In 2019, they opened up community template sharing. Suddenly, anyone could:

→ Build a habit tracker
→ Share a startup CRM
→ Sell a personal finance dashboard

Notion became a tool and a marketplace. Every template had:

• A shareable link
• A viral use case
• A built-in call to action (“Duplicate this to your workspace”)

Creators got clout. New users got value. Notion got free distribution.

It was a flywheel that looked like this:

Users → Templates → Shares → New Users → More Templates

Bonus: people paid for these templates. Notion was creating a new economy.

Steal This: Can your product be packaged into something bite sized and shareable? If so, make it dead simple to duplicate and distribute.

Step 3: Turn Power Users Into Evangelists

Notion didn’t have a sales team.

They had Notion Ambassadors.

These weren’t paid influencers. They were power users who genuinely loved the tool and wanted to help others master it.

Notion gave them:

• Private Slack groups
• Early access to features
• Bragging rights (and swag)
• Shoutouts on social and the website

In return, ambassadors:

→ Hosted Notion meetups in 60+ cities
→ Created 1000s of tutorials and YouTube videos
→ Answered support tickets before Notion could

This built a “cult” around the product, one that scaled without a huge support team or community budget.

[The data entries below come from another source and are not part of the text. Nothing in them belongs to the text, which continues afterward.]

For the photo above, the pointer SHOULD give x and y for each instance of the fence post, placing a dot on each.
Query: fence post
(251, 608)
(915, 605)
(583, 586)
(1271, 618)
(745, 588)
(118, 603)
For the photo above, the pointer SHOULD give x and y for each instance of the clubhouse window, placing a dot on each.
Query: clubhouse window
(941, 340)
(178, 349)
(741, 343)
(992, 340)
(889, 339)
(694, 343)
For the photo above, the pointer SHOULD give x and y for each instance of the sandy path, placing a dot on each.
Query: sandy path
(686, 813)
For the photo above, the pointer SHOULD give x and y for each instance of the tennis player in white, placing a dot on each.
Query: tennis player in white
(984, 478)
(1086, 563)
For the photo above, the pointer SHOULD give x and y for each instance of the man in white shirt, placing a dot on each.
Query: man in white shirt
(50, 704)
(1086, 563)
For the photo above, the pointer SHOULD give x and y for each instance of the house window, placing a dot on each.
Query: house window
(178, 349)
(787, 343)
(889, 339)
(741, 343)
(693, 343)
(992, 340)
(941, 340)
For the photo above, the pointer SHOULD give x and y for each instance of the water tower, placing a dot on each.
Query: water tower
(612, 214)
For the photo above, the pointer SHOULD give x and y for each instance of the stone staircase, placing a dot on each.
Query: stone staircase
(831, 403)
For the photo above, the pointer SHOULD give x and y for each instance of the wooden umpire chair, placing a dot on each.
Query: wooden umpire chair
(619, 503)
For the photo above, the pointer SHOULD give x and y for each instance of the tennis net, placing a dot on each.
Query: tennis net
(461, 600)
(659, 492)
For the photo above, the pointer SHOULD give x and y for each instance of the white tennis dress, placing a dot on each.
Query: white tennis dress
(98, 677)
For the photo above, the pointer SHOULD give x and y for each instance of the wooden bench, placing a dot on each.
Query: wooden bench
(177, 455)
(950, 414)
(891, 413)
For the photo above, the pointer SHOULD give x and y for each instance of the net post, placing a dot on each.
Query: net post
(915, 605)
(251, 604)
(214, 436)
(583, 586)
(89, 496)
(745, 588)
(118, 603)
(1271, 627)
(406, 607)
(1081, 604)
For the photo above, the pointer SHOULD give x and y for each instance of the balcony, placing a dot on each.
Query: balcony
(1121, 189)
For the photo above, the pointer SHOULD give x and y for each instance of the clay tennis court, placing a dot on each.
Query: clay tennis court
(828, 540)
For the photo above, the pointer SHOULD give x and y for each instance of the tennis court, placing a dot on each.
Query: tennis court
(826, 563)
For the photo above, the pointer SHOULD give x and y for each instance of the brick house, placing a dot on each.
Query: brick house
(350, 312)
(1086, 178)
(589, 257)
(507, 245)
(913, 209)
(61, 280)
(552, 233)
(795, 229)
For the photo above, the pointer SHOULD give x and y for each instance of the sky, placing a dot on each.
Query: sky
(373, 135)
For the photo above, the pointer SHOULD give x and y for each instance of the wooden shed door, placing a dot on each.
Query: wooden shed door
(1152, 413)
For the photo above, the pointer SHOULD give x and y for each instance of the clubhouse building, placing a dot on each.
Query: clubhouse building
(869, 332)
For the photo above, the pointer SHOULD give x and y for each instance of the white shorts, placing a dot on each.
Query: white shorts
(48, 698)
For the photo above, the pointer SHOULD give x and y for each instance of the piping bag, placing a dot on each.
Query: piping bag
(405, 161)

And the kicker? Ambassadors recruited each other.

Takeaway: Don’t just build community. Give it structure. Make your biggest fans feel like insiders, and they’ll do the work for you.

Step 4: Nail the Vibes (Design as a Growth Channel)

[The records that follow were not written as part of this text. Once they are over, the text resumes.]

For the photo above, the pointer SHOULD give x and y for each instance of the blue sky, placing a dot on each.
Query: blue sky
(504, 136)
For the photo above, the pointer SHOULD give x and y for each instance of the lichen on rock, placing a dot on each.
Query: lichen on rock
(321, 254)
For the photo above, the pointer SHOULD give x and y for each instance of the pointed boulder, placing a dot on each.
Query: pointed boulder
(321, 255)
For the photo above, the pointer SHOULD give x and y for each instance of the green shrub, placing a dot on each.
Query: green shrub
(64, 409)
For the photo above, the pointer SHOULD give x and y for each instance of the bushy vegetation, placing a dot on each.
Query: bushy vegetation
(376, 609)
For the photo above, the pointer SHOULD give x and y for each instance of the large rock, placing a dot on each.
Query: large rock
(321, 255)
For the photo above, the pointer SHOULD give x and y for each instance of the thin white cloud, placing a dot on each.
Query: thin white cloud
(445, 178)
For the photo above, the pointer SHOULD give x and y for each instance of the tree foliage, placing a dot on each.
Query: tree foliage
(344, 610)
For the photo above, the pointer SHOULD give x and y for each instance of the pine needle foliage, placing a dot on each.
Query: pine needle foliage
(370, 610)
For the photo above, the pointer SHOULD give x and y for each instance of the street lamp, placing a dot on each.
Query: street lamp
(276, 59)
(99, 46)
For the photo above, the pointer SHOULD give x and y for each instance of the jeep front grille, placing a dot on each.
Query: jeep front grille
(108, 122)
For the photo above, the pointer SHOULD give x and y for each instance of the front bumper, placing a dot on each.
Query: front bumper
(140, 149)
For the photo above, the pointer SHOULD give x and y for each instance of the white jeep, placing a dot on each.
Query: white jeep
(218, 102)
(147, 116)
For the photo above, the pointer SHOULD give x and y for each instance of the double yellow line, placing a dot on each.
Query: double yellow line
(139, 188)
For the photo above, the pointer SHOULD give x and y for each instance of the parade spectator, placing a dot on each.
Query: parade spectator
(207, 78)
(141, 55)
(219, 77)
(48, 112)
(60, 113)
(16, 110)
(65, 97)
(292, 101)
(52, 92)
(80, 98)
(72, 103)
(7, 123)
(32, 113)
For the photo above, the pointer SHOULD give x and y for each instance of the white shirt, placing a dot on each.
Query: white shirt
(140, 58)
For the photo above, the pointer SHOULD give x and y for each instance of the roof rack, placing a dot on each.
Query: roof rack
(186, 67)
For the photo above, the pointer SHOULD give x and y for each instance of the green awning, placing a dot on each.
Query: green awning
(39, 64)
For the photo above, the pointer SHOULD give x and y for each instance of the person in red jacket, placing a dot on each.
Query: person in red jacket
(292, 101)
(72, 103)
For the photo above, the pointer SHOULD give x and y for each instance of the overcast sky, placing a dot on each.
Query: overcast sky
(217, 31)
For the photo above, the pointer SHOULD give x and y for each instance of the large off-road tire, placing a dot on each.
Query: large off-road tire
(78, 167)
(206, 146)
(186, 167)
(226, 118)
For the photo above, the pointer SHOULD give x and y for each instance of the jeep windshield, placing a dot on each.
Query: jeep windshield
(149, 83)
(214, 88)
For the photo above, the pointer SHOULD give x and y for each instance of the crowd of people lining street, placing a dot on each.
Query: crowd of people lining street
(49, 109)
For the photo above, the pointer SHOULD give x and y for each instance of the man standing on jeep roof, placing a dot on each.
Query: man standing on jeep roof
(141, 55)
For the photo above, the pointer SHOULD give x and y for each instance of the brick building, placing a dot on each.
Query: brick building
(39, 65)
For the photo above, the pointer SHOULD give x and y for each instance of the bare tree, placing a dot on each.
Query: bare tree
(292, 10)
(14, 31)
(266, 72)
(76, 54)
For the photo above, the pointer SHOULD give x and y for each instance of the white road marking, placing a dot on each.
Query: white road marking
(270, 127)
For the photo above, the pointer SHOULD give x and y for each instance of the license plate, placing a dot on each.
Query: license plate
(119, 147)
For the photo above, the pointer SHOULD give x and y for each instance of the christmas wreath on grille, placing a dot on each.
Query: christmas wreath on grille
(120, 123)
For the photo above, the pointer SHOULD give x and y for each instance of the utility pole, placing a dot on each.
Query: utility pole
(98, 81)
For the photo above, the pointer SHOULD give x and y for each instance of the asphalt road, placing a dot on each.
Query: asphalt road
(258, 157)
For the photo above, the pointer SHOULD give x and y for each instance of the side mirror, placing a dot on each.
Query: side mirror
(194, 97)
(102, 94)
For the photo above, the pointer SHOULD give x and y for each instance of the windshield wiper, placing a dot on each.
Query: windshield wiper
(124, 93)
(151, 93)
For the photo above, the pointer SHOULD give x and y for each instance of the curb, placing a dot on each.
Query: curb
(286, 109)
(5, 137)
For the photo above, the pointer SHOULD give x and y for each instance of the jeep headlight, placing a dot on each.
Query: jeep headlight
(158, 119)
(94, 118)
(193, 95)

Notion didn’t look like a startup tool.

It looked like an indie magazine.

Muted colors. Serif fonts. Hand drawn icons.

While every other SaaS was screaming “PRODUCTIVITY!!!” in bright orange CTAs, Notion whispered, “come build your second brain.”

Why this mattered:

• It felt personal, not corporate
• It stood out in a sea of boring UI
• It made people want to share screenshots

Design became distribution. People didn’t just use Notion, they showed it off.

If Airtable is Excel’s startup cousin, Notion is Moleskine’s.

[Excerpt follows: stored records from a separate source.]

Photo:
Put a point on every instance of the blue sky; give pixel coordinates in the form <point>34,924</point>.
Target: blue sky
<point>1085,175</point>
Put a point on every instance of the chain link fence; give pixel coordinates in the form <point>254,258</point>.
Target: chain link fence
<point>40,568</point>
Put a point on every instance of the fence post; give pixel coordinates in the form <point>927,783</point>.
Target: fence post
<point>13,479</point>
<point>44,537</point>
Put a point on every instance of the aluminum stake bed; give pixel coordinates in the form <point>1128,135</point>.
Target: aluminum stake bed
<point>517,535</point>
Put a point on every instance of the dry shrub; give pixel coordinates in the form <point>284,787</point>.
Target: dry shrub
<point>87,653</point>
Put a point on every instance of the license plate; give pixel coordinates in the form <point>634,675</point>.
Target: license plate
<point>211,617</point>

Copywriting Hack: Your product’s aesthetic is part of the value. Make it so beautiful people want to share it, even if they don’t fully understand it yet.

Step 5: Say “No” to Ads, “Yes” to Fans

At a time when every SaaS startup was scaling with paid ads and SEO playbooks, Notion took a weird route:

No ad budget.
No outbound sales.
No performance marketing.

Instead, they went all in on:

• Word of mouth
• Viral templates
• Creator partnerships
• Community events

And guess what?

In 2020, they were valued at $2B with fewer than 50 employees.

They scaled their vibes.

And while everyone else was tweaking funnels, Notion was busy turning their users into believers.

Final Lesson: You don’t need a 30 person growth team. You need 30 people who care so much they bring in the next 3,000.

Key Takeaways from Notion’s Growth:

1. Prioritize pull over push. If it’s good, people will talk
2. Treat design like a growth lever, not an afterthought
3. Use shareable templates to create organic distribution
4. Keep your product flexible so users can define its value
5. Turn your most passionate users into community leaders

You don’t need a massive team to build a movement.

Just a good product, the right people, and a story they want to tell.